The best model correctly classified about 79% of test cases and achieved an AUROC of 0.86 (on a scale from 0.5 to 1.0, where higher is better). In practical terms, it is substantially better than guessing and picks up real patterns, but it is not perfect. Accuracy varies across counties (0.52–0.77 AUROC) and demographic groups.

Race is included as a feature in the model. Conviction rates and model accuracy both vary across racial groups. Three independent adjusted-analysis methods show that non-White defendants have lower conviction rates than White defendants with similar case profiles.

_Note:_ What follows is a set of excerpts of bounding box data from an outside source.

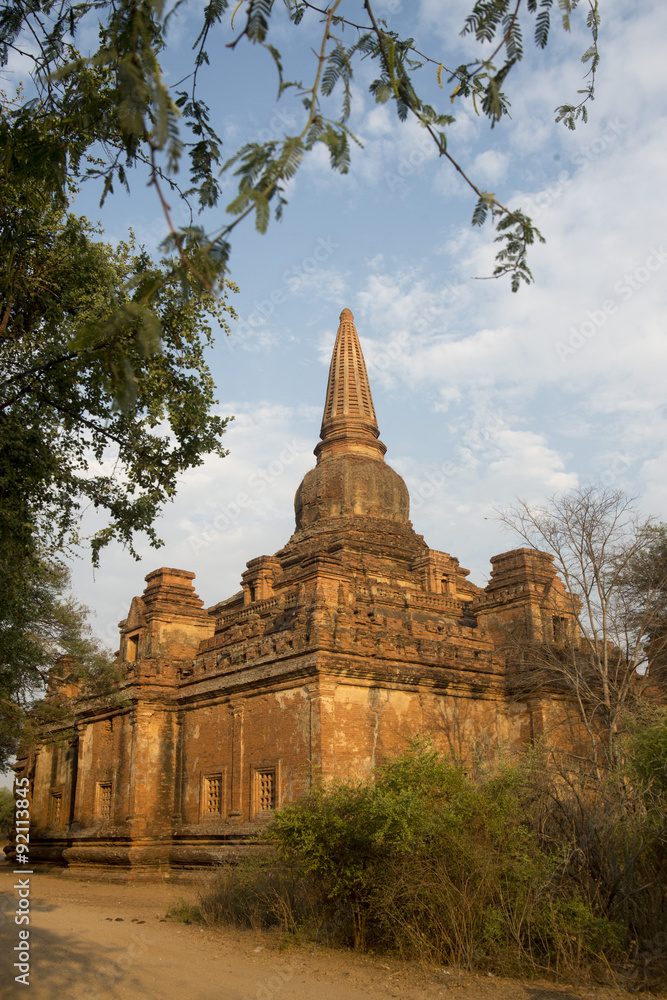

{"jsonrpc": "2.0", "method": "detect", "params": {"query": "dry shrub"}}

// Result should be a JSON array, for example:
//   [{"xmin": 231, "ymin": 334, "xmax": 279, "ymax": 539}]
[{"xmin": 200, "ymin": 741, "xmax": 667, "ymax": 988}]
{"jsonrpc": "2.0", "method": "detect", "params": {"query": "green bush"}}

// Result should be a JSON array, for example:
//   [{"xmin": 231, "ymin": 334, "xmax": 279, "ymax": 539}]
[{"xmin": 201, "ymin": 739, "xmax": 667, "ymax": 985}]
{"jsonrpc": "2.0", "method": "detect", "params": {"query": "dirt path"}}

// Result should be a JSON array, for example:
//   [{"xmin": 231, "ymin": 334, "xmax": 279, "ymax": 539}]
[{"xmin": 0, "ymin": 865, "xmax": 660, "ymax": 1000}]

The Black–White gap is roughly 2.5–2.8 percentage points across all methods. However, the public data lacks many important variables (evidence strength, attorney quality, criminal history detail) that could explain these differences. See the full race analysis for details.

The pretrial branch compares release rates before and after the May 2022 and June 2023 bail-law amendments. The largest shift was in firearm-related charges after May 2022, where release rates dropped 20–32 pp more than for other case types. The June 2023 amendment shows smaller differences. See the pretrial impact page for interactive charts.

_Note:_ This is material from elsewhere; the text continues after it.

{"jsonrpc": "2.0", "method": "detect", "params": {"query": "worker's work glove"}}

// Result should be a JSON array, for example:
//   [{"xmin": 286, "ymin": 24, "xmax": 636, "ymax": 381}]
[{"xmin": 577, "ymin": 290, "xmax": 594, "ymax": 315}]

Geography: NYC courts have a raw conviction rate of about 25%; courts outside NYC have a rate of about 69%. This is the single strongest predictor.

Charge severity: Felonies have a conviction rate of about 66%; violations have a rate of about 25%. These two factors dwarf all others.

Both datasets are public. The predictive branch uses OCA-STAT arraignment records published by the New York State Office of Court Administration. The pretrial branch uses the DCJS/OCA supplemental pretrial release file published by the Division of Criminal Justice Services. No row-level data is committed to the repository — only aggregate analysis outputs.
  • The predictive model only uses information from the time of arraignment. It does not include plea negotiations, evidence, or other post-arraignment factors.
  • The pretrial analysis is a before-and-after comparison, not a controlled experiment.
  • Both branches cover New York State only (2021–2025).
  • Model accuracy varies by county and demographic group.
  • About 31% of cases have race recorded as "Unknown."
No. This project is for research use only. It must not be used for charging, plea bargaining, release, sentencing, supervision, or any individual legal decision. The model describes aggregate patterns in public data; it does not and cannot predict individual case outcomes.
Yes. The full codebase is available under the MIT License. The pipeline is reproducible: data fetching, dataset building, model training, evaluation, and figure generation are all scripted. See the methodology page for technical details.